There is nothing like picking fresh vegetables out of your garden and preparing a meal with them. Everything tastes better when it’s fresh and home-grown! Raised bed vegetable gardens are becoming quite popular, for a number of reasons. You may want to consider a raised bed garden if:
- You want easier access to your vegetables with less bending, or if you or a family member are confined to a wheelchair.
- You want greater visibility and a better view of your vegetables and their growing stages.
- You want fewer weeds in your garden, as a raised bed means importing soil and making it less compact than traditional vegetable gardens.

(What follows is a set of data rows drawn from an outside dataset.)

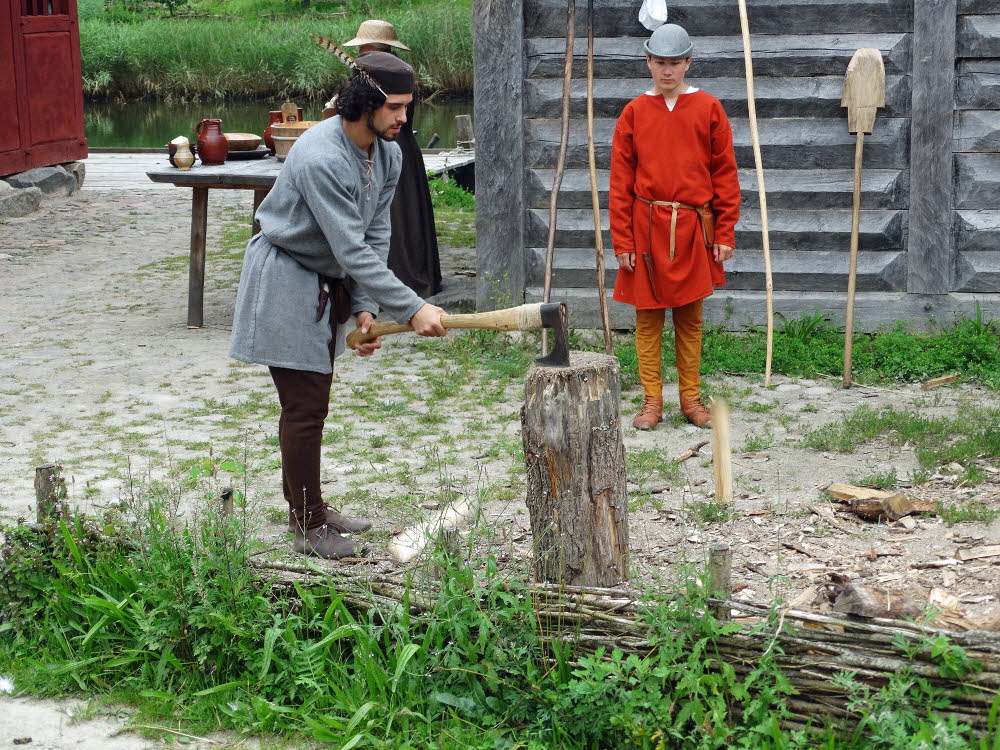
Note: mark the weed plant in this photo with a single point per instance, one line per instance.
(130, 55)
(170, 619)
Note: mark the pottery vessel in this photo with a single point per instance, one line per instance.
(181, 156)
(213, 148)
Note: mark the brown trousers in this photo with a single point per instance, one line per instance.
(305, 401)
(687, 348)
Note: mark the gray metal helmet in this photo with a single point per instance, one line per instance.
(670, 40)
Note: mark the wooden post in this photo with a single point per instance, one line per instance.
(196, 272)
(575, 461)
(47, 491)
(720, 576)
(463, 132)
(550, 243)
(722, 459)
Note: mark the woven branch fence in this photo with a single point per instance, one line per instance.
(809, 647)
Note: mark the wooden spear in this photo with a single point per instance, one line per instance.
(602, 293)
(864, 93)
(761, 192)
(560, 162)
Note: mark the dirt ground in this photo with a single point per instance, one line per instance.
(99, 373)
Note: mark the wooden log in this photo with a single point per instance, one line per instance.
(722, 459)
(868, 601)
(463, 132)
(48, 492)
(720, 576)
(575, 461)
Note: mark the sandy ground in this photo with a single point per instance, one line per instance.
(99, 373)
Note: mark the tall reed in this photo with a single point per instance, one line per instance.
(204, 58)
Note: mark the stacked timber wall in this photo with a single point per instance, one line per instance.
(930, 222)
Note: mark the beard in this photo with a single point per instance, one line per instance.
(382, 135)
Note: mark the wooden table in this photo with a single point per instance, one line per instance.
(255, 174)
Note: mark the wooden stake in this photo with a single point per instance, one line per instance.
(864, 93)
(720, 576)
(602, 294)
(761, 191)
(47, 483)
(722, 459)
(560, 162)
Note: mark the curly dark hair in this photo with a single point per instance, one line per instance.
(356, 98)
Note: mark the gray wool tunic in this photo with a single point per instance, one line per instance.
(327, 214)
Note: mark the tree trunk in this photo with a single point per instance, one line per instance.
(575, 462)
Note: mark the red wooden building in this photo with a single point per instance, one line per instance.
(41, 89)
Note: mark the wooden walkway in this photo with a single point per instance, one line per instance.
(127, 170)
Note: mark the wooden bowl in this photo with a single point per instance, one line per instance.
(242, 141)
(294, 129)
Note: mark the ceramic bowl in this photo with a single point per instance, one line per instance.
(294, 129)
(242, 141)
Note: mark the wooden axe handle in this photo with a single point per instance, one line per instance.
(523, 318)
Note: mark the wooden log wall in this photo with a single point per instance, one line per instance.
(930, 221)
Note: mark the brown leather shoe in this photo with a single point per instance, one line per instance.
(323, 541)
(696, 412)
(340, 523)
(650, 415)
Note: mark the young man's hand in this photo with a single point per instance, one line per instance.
(721, 252)
(427, 321)
(626, 261)
(364, 321)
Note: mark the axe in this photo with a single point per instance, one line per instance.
(524, 318)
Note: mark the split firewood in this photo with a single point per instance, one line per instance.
(973, 553)
(878, 505)
(691, 452)
(933, 383)
(409, 543)
(868, 601)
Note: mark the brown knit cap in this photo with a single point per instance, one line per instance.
(392, 74)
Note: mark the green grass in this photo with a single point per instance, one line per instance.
(128, 55)
(178, 626)
(973, 511)
(454, 213)
(972, 434)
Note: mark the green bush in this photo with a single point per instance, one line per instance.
(128, 56)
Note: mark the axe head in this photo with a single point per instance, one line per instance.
(555, 316)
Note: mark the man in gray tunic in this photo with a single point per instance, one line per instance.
(320, 258)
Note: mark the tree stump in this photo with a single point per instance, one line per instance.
(575, 462)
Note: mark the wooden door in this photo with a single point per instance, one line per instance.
(48, 116)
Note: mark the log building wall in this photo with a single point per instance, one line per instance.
(930, 221)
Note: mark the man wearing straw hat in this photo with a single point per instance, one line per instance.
(674, 203)
(318, 260)
(413, 249)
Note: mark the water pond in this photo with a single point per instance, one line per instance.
(148, 124)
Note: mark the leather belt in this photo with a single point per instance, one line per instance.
(704, 213)
(331, 288)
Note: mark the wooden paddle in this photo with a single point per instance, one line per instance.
(864, 93)
(761, 191)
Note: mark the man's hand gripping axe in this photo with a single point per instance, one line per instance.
(524, 318)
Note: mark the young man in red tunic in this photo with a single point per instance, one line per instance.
(674, 204)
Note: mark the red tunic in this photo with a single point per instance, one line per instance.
(685, 155)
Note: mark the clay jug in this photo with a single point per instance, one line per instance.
(213, 148)
(273, 116)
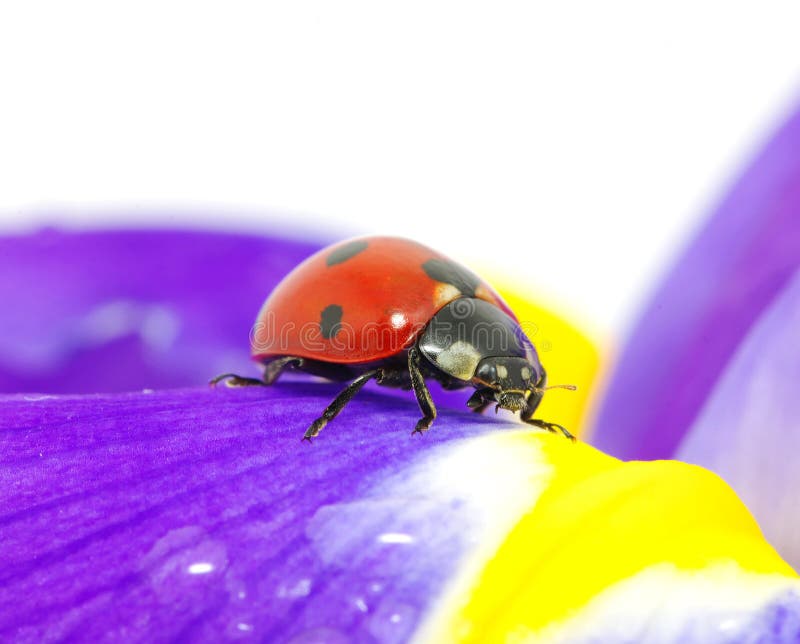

When planning your raised bed vegetable garden, choose a spot that gets lots of sun, and good drainage. You may want to plant away from deep-rooted trees and shrubs as they can compete with your garden for soil and nutrients. You can also view all of our gardening videos on youtube for more tips and information.
You will also have to decide on how much to raise your garden; generally a foot or two is sufficient. Keep in mind that the higher you raise it, the more soil you will have to put down. You need about a foot of soil to get deep-rooted plants.
Next, choose the materials you will need to hold in the soil. Your local garden centre is a good bet for these materials, like faux-wood edging, or plastic edging. If you choose wood edging, stay away from pressure-treated wood, as it is full of chemicals which can seep into your garden and contaminate your vegetables. If you want to really secure your garden, you may even choose to enclose it with chicken wire or a similar product to keep out small animals.
Raised bed vegetable gardens will still need to be fertilized, weeded and watered on a regular basis. If you are planning on going organic, you can buy compost instead of fertilizer, or sprinkle with your own compost: eggshells, peelings and other natural components will replenish the soil with essential nutrients.
As with a regular garden, you can choose any type of vegetable to grow in your raised bed. Good hearty choices are carrots, beans, lettuce, onions and radishes. Of course, you will want to plant according to your tastes as well as your climate. You can blanch and freeze the vegetables so you will have an ample winter’s supply.
Growing a raised bed garden does not mean you won’t have any pests or insects to deal with; you should consider purchasing pesticide or an organic alternative so the insects don’t eat the vegetables before you do!
Growing your own garden is a fun and healthy way to ensure you are getting your recommended daily dose of vegetables.